Die Gruppe folgte der Wegbeschreibung des Händlers und kam an einer stählernen Tür an, die durch einen schweren Holzbalken gesichert war. Mit ein wenig Mühe zogen sie ihn aus der metallenen Verankerung und öffneten sie mit erstaunlich wenig Geräuschen.
»Läuft doch super«, grinste Fynn nach hinten, woraufhin Deez nur die Augen verdrehte. Der Korridor, in dem sie nun angekommen waren, wurde durch orangefarbene Neonröhren beleuchtet und sie konnten nun deutlich das beschriebene Brummen vernehmen. Hier unten wurden offenbar schwere Maschinen betrieben. Sie schlichen noch einige Zeit weiter, bis sie die ersten Anzeichen von Leben wahrnahmen. Ein Tisch mit Karten darauf, leere Getränkedosen und dreckige Tücher.

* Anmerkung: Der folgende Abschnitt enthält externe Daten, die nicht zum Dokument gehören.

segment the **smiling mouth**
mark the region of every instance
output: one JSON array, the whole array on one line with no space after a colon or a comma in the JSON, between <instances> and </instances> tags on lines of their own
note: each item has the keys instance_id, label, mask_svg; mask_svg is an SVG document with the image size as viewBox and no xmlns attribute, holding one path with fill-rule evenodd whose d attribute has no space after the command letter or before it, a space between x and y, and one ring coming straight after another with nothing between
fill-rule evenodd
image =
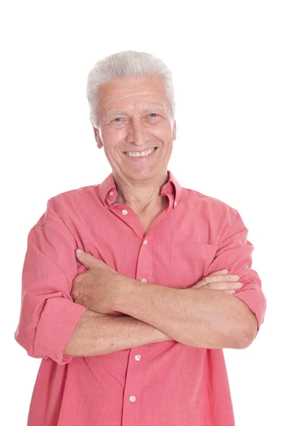
<instances>
[{"instance_id":1,"label":"smiling mouth","mask_svg":"<svg viewBox=\"0 0 283 426\"><path fill-rule=\"evenodd\" d=\"M129 157L147 157L148 155L150 155L152 153L153 153L157 149L157 147L155 146L153 148L147 149L143 151L136 151L136 152L123 151L123 153L126 154L126 155L128 155Z\"/></svg>"}]
</instances>

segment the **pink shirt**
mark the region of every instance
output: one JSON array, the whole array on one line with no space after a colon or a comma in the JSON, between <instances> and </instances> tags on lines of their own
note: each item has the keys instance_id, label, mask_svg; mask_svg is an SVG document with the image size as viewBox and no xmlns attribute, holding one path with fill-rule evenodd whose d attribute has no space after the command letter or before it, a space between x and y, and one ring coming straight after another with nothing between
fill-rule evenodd
<instances>
[{"instance_id":1,"label":"pink shirt","mask_svg":"<svg viewBox=\"0 0 283 426\"><path fill-rule=\"evenodd\" d=\"M30 231L15 338L43 359L28 426L235 425L223 349L170 341L97 356L63 354L86 310L70 295L73 279L87 271L77 247L122 275L176 288L228 269L243 284L231 297L255 314L259 329L266 299L238 211L182 188L170 170L168 178L161 192L168 206L146 234L129 206L113 203L112 173L50 199Z\"/></svg>"}]
</instances>

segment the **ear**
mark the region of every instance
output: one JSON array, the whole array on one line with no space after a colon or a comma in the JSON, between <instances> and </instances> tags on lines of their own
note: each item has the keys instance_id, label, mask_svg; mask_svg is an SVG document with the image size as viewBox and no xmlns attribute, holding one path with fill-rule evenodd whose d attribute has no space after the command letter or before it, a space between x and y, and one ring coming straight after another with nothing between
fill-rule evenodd
<instances>
[{"instance_id":1,"label":"ear","mask_svg":"<svg viewBox=\"0 0 283 426\"><path fill-rule=\"evenodd\" d=\"M100 135L99 135L99 129L96 129L96 127L94 127L94 126L92 126L92 127L94 129L94 138L95 138L95 140L96 141L97 148L101 148L103 146L103 143L102 143L102 141L100 137Z\"/></svg>"},{"instance_id":2,"label":"ear","mask_svg":"<svg viewBox=\"0 0 283 426\"><path fill-rule=\"evenodd\" d=\"M177 132L176 120L174 120L174 125L173 125L173 141L174 141L176 139L176 132Z\"/></svg>"}]
</instances>

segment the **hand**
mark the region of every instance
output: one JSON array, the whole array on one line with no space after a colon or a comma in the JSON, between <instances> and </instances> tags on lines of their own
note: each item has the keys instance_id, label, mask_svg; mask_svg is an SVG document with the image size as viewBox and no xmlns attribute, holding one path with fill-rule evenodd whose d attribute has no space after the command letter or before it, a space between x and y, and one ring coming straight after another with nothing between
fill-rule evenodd
<instances>
[{"instance_id":1,"label":"hand","mask_svg":"<svg viewBox=\"0 0 283 426\"><path fill-rule=\"evenodd\" d=\"M233 295L235 293L234 289L239 290L243 287L243 284L238 282L239 279L238 275L228 275L227 270L216 271L189 288L220 290Z\"/></svg>"},{"instance_id":2,"label":"hand","mask_svg":"<svg viewBox=\"0 0 283 426\"><path fill-rule=\"evenodd\" d=\"M77 260L89 271L73 280L71 296L74 303L101 314L115 310L123 281L122 277L112 268L89 253L76 253Z\"/></svg>"}]
</instances>

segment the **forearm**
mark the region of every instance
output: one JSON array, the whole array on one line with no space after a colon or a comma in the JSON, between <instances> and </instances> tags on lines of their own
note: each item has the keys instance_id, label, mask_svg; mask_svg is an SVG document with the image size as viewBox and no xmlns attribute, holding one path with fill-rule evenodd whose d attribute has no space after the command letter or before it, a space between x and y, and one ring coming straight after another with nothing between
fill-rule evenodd
<instances>
[{"instance_id":1,"label":"forearm","mask_svg":"<svg viewBox=\"0 0 283 426\"><path fill-rule=\"evenodd\" d=\"M245 347L247 323L254 315L223 292L177 289L134 280L116 307L177 342L199 348Z\"/></svg>"},{"instance_id":2,"label":"forearm","mask_svg":"<svg viewBox=\"0 0 283 426\"><path fill-rule=\"evenodd\" d=\"M64 354L94 356L172 340L159 329L131 317L114 317L87 310L80 317Z\"/></svg>"}]
</instances>

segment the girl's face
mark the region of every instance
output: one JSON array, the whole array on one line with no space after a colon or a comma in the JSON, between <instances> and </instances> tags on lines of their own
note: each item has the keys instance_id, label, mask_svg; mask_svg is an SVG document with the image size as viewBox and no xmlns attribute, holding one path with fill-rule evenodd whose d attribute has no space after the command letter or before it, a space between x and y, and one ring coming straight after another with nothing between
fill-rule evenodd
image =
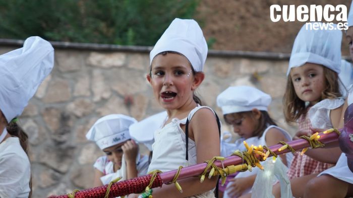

»Passt jetzt gut auf. Hier könnten überall Leute unterwegs sein.« Deez zog mit vorsichtigen Fingern die Pistole aus dem Gürtelholster und hätte fast abgedrückt. Ein irrsinnig lauter Knall ertönte hinter ihnen, gefolgt von Kamils aufheulenden Schmerzensschreien. Fynn eilte zu ihm und versucht an seinem Boss vorbeizuschauen, der sich bereits zu ihrem liegenden Kameraden herabgebeugt hatte.
»Scheiße, was ist passiert?« Fluchte er so leise es ging.
»Der Idiot hat sich selbst in den Fuß geschossen«, gab Deez knurrend zurück, während Kamil weiter stöhnte und sich wand wie ein sterbendes Tier. »Nur wegen deiner bescheuerten Spar-Knarren!«
Fynn setzte an sich zu verteidigen, wurde aber von den Stimmen und dem Getrappel schneller Stiefelschritte zurückgehalten. Sie waren bemerkt worden.
»Verdammt, was machen wir jetzt?« Jammerte Kamil. Seine Pistole lag neben ihm auf dem Boden. Fynn hob sie auf, und zog zusätzlich seine eigene aus der Jacke.
»Plan B.« Er grinste, und war froh, dass er nichts entsichern musste. Er hätte sowieso nicht gewusst, wie das geht.